Now, observe how these feelings will affect us, as regards such arguments as were alluded to above; viz. such as are open to exception, though they are sufficiently strong to determine our conduct. A Friend, who differs from us asks for our reasons for our own view. We state them, and he sifts them. He observes, that our conclusions do not necessarily flow from our premises. E. g. to take the argument for the Apostolical Succession derived from the ordination of St. Paul and St. Barnabas (Acts xiii. 2, 3), he will argue, that their ordination might have been an accidental rite, intended merely to commission them for their Missionary journey, which followed it, in Asia Minor; again, that St. Paul's direction to Timothy (1 Tim. v. 22), to "lay hands suddenly on no man," may refer to confirmation, not ordination.

We should reply, (and most reasonably, too,) that, considering the undeniable fact that ordination has ever been thought necessary in the Church for the Ministerial Commission, our interpretation is the most probably one, and therefore the safest to act upon; on which our friend will think awhile, then shake his head, and say, that "at all events this is an unsatisfactory mode of reasoning, that it does not convince him, that he is desirous of clearer light," &c.

Now what is the consequence of such a discussion as this on ourselves? not to make us give up the doctrine, but to make us afraid of urging it. We grow lukewarm about it; and with an appearance of judgment and caution, (as the world will call it,) confess that "to rest the claims of our Clergy on an Apostolical Descent is an unsafe and inexpedient line of argument; that it will not convince men, the evidence not being sufficient; that it is not a practical way of acting to insist upon it," &c-whereas the utmost that need be admitted is, that it is out of place to make it the subject of a speculative dispute, and to argue about it on that abstract logical platform which virtually excludes a reference to conduct and duty. And indeed, it would be no unwise caution to bear about us, wherever we go, that our first business, as Christians, is to address men as responsible servants of CHRIST, not as antagonists; and that it is but a secondary duty (though a duty) to "refute the gainsayers."

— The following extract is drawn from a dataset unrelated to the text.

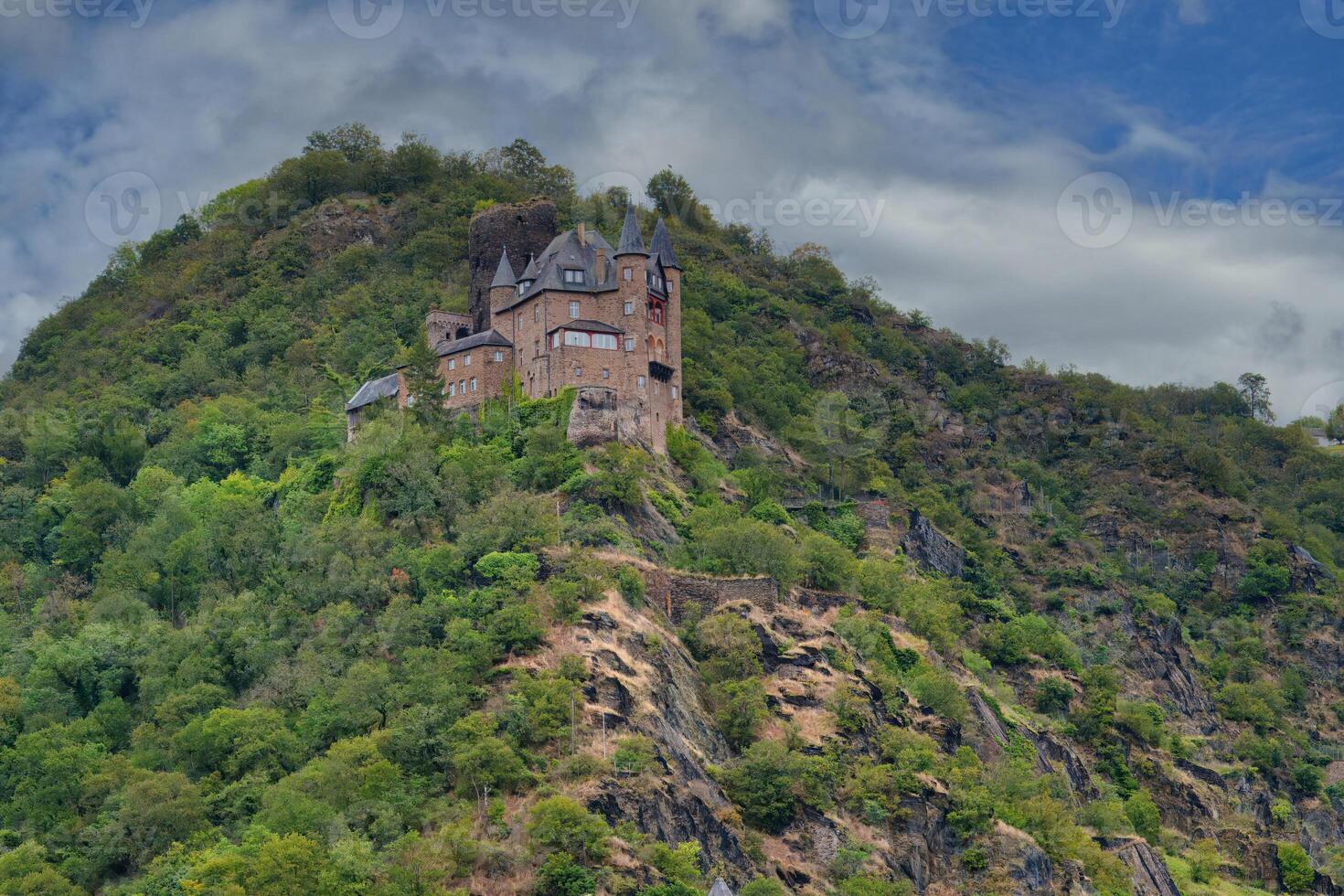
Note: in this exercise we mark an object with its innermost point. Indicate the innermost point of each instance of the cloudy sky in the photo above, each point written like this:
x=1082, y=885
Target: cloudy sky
x=1148, y=188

And, as on the one hand it continually happens, that those who are most skilled in debate are deficient in sound practical piety, so on the other it may be profitable to us to reflect, that doctrine, which we believe to be most true, and which are received as such by the most profound and enlarged intellects, and which rest upon the most irrefragable proofs, yet may be above our disputative powers, and can be treated by us only with reference to our conduct. And in this way, as in others, is fulfilled the saying of the Apostle, that "the preaching of the Cross is to them that perish foolishness; but unto us who are saved, it is the power of GOD... Where is the wise:? where is the scribe? where is the disputer of this world? hath not GOD made foolish the wisdom of this world?... The foolishness of GOD is wise than men; and the weakness of GOD is stronger than men."


If a Clergyman is quite convinced that the Apostolical Succession is lost, then of course he is at liberty to turn his mind from the subject. But if he is not quite sure of this, it surely is his duty seriously to examine the question, and to make up his mind carefully and deliberately. For if there be a chance of its being preserved to us, there is a chance of his having had a momentous talent committed to him, which he is burying in the earth.

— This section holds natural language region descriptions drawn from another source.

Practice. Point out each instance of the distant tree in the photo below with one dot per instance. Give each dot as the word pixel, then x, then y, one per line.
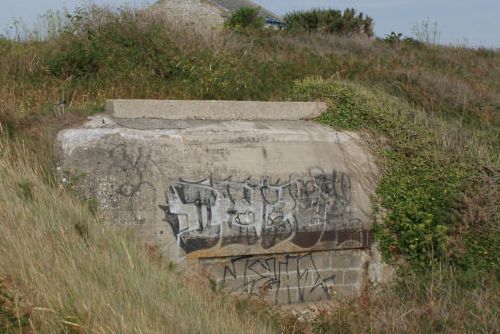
pixel 330 21
pixel 246 17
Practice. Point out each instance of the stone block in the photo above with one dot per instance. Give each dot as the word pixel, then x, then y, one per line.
pixel 346 291
pixel 214 110
pixel 346 259
pixel 329 277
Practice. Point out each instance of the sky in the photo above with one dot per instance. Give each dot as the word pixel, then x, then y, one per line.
pixel 472 23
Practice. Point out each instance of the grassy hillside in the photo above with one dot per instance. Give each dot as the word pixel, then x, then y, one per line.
pixel 430 114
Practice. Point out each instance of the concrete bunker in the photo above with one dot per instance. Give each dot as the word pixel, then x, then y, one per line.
pixel 253 193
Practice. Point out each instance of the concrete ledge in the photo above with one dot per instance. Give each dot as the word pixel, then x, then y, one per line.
pixel 214 110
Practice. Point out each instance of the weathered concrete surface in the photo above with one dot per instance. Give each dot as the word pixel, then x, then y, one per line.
pixel 280 208
pixel 214 110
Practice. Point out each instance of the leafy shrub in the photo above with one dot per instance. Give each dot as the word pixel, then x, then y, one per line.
pixel 330 21
pixel 246 17
pixel 420 184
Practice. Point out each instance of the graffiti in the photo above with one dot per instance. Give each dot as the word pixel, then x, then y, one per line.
pixel 291 278
pixel 223 212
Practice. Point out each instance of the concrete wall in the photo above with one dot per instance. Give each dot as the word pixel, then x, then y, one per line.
pixel 198 14
pixel 280 208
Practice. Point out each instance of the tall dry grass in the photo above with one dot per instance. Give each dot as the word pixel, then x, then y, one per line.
pixel 76 274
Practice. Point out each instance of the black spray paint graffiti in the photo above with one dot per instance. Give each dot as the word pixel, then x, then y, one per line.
pixel 221 212
pixel 129 166
pixel 293 278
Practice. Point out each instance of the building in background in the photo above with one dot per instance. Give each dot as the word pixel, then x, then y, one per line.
pixel 202 14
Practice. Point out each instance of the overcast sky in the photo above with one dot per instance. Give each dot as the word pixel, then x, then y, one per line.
pixel 470 22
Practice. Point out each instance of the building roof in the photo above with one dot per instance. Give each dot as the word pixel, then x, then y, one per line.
pixel 233 5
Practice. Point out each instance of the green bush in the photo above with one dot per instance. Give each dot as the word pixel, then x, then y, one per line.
pixel 420 184
pixel 246 17
pixel 330 21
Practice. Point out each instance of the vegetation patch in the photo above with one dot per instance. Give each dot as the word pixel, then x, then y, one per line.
pixel 422 179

It cannot be supposed that any serious man would treat the subject scoffingly. If any one is tempted to do so, let him remember the tearful words of the Apostle: "Esau, a profane person, who for one morsel of meat sold his birthright."

If any are afraid, that to insist on their commission will bring upon them ridicule, and diminish their usefulness, let them ask themselves, whether it be not cowardice to refuse top leave the event to GOD. It was the reproach of the men of Ephraim that, though they were "harnessed and carried bows," they "turned themselves back in the day of battle."

And if any there be, who take upon them to contrast one doctrine of the Gospel with another, and preach those only which they consider more essential, let them consider our SAVIOUR'S words, "These things ought ye to have done, and not to leave the other undone."